Freedom Caucus and the House’s conservative ranks on Capitol Hill could score a host of new recruits in Texas’s GOP primaries Tuesday.
Front-runners in two GOP primaries have already pledged to join the Freedom Caucus — a band of Republicans known for bucking their own party’s leadership in Washington — and others on the ballot are getting a hand from groups aligned with its mission.
Texans currently account for three of the Freedom Caucus’s 32 members. Just one, Rep. Joe Barton, R-Texas, is among those retiring this year.
Five other Texas Republicans are retiring in deep red districts — and the races to replace them are packed with hard-right conservatives.
The winners of all six primaries are almost certain to hold the seats for Republicans in November. With little to differentiate candidates in crowded races, a few conservative heavyweights have the power to shift Texas’s 36-member delegation further to the right by with their money and endorsements.
“These races can become easy pray for conservative outside groups … they’re really targeting a very narrow universe of conservative voters, and the vast majority of them are very conservative Republican districts,” said David Wasserman, House race editor for the nonpartisan Cook Political Report.
Tarrant County Tax-Assessor Ron Wright, the frontrunner to replace Barton, and Chip Roy, one of the leaders in an 18-candidate pack to replace Rep. Lamar Smith, are both campaigning on plans to join the House Freedom Caucus. They each have the endorsement of Texas’s junior Sen. Ted Cruz, who’s worked closely with the caucus on Capitol Hill. The House Freedom Fund, a campaign arm of the House Freedom Caucus, endorsed Roy.
Formed in 2015, the House Freedom Caucus regularly opposes its own party to cut government spending. It counts pressuring former Republican House Speaker John Boehner out of leadership among its top accomplishments.
Wright and Roy have also both caught the attention of one of the few well-heeled Washington outside groups that’s willing to spend in GOP primaries. The conservative Club for Growth has shelled out $280,000 to help Roy, including TV ads attacking another Republican, William Negley, who has the backing of some of the San Antonio business community.
If Roy and Wright advance to May runoffs, that money could play a big role. Center-right groups that spend for Republicans are focused on holding the House majority in 2018 — not seats Republicans are expected to hold easily. Democrats need 24 seats to flip control of the chamber.
“The Club for Growth hasn’t really had a moderate counterweight,” said Wasserman. “That’s part of why the House Republican conference has drifted to the right.”

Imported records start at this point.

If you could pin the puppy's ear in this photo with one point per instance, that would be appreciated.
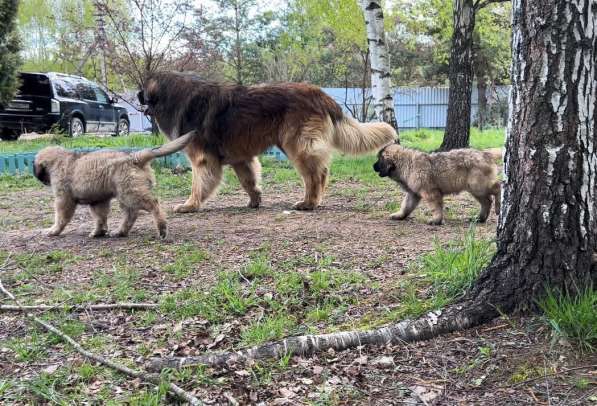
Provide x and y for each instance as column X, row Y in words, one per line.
column 41, row 173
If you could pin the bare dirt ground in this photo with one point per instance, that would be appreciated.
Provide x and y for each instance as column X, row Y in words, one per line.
column 510, row 361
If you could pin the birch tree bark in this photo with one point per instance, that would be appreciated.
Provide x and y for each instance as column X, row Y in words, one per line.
column 381, row 85
column 547, row 235
column 460, row 75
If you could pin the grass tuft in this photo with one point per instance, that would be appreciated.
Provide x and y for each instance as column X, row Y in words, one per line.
column 453, row 269
column 572, row 317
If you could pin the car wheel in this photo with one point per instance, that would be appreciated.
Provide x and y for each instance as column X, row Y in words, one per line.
column 123, row 127
column 8, row 134
column 76, row 128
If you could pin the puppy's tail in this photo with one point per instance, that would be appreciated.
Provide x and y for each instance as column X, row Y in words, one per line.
column 353, row 137
column 142, row 157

The Club for Growth shelled out millions opposing Donald Trump in the 2016 Republican presidential primary. After Trump became the nominee, it refocused its efforts on winning inexpensive races in open, red House seats, as well as defending a few conservative allies in the House and Senate.
In the race to replace retiring Rep. Sam Johnson, the Club endorsed conservative state Sen. Van Taylor, who is expected to notch his party’s nomination easily. Taylor also has Cruz’s endorsement.
The Club spent another $280,000 opposing two Republicans, Lance Gooden and Kenneth Sheets, in the race for retiring Rep. Jeb Hensarling’s Dallas area seat. Hensarling and Rep. Mark Meadows, R-N.C., chairman of the House Freedom Caucus, have both lined up behind Bunni Pounds.
Cruz endorsed and campaigned with a different candidate, Jason Wright, in that race.
Just one incumbent Texas House Republican, Rep. Michael Burgess, faces a serious primary threat in 2018. Burgess isn’t a member of the House Freedom Caucus, but has a 93 percent lifetime rating from the American Conservative Union, and a perfect score with the conservative Family Research Council.
His opponent, Veronica Birkenstock, is aligning herself with Trump, and pledged to join the Freedom Caucus. Birkenstock met with Meadows to discuss her race at conservative gathering just outside of Washington last month.